O2Oは時代遅れといわれる向きもありますが、今後もネットで検索が主流である限りは重要なカギを握る施策と言えるでしょう。
実際に、オンラインからの流入だけでなくオフラインからの流入へと施策の幅も広がっています。そもそもなぜこの数年でO2Oが注目されるようになったのか、その理由を2つに分けてご紹介しましょう。
スマートフォンの普及
1つ目は、スマートフォンが普及してきたことです。スマートフォンが普及することにより、多くの人のネット使用時間が増えてきました。

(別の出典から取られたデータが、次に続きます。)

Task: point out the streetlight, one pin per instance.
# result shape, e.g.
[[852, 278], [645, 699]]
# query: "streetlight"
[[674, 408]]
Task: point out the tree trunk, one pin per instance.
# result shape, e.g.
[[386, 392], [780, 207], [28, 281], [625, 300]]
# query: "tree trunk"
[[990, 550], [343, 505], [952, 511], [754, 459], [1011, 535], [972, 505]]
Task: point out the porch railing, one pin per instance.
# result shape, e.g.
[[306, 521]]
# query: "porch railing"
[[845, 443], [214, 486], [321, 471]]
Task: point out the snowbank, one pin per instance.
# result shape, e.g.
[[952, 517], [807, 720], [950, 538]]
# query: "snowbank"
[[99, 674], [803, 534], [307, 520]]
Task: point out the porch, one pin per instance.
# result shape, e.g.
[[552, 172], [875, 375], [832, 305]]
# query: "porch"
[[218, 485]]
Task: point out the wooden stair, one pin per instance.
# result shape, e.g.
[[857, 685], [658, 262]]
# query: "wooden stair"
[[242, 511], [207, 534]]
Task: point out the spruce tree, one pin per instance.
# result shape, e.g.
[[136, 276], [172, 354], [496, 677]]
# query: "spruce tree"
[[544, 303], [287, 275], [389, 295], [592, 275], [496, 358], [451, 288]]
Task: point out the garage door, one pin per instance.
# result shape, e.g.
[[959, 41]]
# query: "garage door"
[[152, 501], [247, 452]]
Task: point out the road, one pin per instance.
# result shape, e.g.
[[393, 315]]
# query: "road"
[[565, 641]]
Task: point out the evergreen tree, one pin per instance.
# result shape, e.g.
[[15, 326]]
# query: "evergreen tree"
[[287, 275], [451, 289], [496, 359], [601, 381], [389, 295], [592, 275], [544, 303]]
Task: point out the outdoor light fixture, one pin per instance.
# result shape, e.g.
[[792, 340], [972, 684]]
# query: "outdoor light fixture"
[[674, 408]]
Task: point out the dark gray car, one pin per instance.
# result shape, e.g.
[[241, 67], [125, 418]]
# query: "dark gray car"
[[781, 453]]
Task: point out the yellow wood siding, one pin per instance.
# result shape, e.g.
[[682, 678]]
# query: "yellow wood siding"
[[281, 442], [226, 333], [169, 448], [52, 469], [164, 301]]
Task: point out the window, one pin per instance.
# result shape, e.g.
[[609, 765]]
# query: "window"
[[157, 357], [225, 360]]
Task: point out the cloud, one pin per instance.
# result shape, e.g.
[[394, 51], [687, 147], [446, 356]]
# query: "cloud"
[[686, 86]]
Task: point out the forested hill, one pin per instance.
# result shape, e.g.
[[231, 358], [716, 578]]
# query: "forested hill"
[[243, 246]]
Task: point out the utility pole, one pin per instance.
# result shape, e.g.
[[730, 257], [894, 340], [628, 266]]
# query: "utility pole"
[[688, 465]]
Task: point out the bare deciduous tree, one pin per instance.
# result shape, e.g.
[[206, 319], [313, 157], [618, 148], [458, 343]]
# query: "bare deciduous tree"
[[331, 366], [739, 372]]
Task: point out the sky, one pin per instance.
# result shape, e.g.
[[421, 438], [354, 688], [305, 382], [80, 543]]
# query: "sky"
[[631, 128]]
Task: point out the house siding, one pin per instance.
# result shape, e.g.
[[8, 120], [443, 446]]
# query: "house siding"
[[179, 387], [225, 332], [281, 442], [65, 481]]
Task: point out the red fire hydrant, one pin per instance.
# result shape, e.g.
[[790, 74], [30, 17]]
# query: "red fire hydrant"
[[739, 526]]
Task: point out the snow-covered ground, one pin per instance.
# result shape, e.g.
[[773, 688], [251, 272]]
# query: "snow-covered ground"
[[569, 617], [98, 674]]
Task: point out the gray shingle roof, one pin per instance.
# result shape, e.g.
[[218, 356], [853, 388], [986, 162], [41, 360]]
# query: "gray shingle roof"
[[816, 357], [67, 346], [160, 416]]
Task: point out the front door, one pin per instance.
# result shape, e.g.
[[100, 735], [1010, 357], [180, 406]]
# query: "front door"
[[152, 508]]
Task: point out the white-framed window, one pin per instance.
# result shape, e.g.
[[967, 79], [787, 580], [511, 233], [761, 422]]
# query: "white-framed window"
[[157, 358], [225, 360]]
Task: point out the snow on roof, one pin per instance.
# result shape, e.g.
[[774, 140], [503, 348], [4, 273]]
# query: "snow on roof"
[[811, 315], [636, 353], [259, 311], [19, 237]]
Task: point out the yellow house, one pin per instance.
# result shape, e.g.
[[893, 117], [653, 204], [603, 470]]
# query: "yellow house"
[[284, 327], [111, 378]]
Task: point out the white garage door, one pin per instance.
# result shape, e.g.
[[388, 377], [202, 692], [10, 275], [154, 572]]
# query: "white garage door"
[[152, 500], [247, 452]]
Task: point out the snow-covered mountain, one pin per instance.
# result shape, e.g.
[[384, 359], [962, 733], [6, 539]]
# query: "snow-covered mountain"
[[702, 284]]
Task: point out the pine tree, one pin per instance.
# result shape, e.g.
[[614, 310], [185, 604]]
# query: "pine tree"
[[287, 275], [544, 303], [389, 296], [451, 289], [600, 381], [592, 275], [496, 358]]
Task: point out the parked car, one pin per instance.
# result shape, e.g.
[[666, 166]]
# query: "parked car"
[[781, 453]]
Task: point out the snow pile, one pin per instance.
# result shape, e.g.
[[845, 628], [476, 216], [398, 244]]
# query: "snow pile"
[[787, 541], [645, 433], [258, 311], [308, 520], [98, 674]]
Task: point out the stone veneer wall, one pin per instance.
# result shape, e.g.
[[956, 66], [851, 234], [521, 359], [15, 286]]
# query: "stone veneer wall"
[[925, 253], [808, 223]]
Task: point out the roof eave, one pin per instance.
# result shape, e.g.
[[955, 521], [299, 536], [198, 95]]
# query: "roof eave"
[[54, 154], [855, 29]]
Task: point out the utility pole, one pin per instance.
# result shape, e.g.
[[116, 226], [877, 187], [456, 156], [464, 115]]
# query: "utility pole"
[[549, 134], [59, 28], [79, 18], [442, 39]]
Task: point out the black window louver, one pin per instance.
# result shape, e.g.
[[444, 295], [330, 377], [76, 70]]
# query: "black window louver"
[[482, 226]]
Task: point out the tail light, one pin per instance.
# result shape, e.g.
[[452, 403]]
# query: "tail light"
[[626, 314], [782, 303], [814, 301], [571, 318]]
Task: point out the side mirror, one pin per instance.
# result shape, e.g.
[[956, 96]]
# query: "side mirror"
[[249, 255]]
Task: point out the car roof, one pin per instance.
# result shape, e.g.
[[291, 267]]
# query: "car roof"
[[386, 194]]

何か知りたいことがあったときに検索するツールとして利用されているのはもちろんのこと、ECショップの閲覧や購入、スマートフォンで遊べるソーシャルゲームなど、スマートフォンを見る時間が増えたことで、O2Oの施策を活かしやすくなってきています。
活用しやすい技術の一般化
2つ目は、QRコードなどO2O施策に活かせる技術が一般的に使われるようになってきたことです。QRコードを使用したキャッシュレス決済はこの数年、世界中で一般化されるようになりました。アプリの技術も上がり、多くの店舗が専用のアプリを提供しています。
また、SNSが活発になったこともO2O施策を後押しする要因のひとつと言えるでしょう。多くの消費者が店舗や企業の情報だけでなく利用者の口コミを購入の決め手とするようになり、SNSで商品情報などが投稿されるようになりました。
O2Oマーケティングの4つのメリット
O2Oマーケティングを取り入れるメリットを4つに分けてご紹介します。O2Oの意味や具体的な施策例がわかっても、重要なのは実際にご自身のビジネスに役立てられるかどうかです。
O2Oマーケティングには注目され多くの企業に導入されるだけのメリットがあるので、ご自身のビジネスに合った施策なのかどうか、検討材料としてみてください。
1.新規流入が見込める
O2Oマーケティングは、オムニチャネルとの違いでも述べたように新規顧客の獲得に特化した手法です。
オフラインだと立地や営業時間などの制約がありますが、オンラインであれば世界中の顧客にアプローチでき、基本的に24時間365日アクセスすることができるため、顧客の幅が広がります。オフラインだけでは店舗を知ることがなかった顧客にとって、来店のきっかけとなるでしょう。また、オンラインであればオフラインの屋外広告などに比べて広告費用を抑えることができるため、通常のオフラインの宣伝より広告費用を抑えた上でオフラインに誘導できるのも、大きな魅力のひとつです。
2.効果が早くわかる
O2Oマーケティングは、施策の効果が早くわかるのもポイントです。とくにクーポン配布などの施策であれば、期間内に使われたクーポンの数をカウントするだけで施策の効果がわかります。
そこで効果的だとわかれば継続、あまり効果的でないとわかればすぐに施策の方向性を変更するなど、より早く求める結果を得られるようになるでしょう。
3.効果測定しやすい
O2Oマーケティングの場合、施策の効果を測定しやすいという特徴があります。オンラインで配布されたクーポンが実店舗でどれくらい使われたのかを数える、SNSアカウントであれば投稿に対するリアクションの数を数えるなど、施策の効果を「見える化」しやすいでしょう。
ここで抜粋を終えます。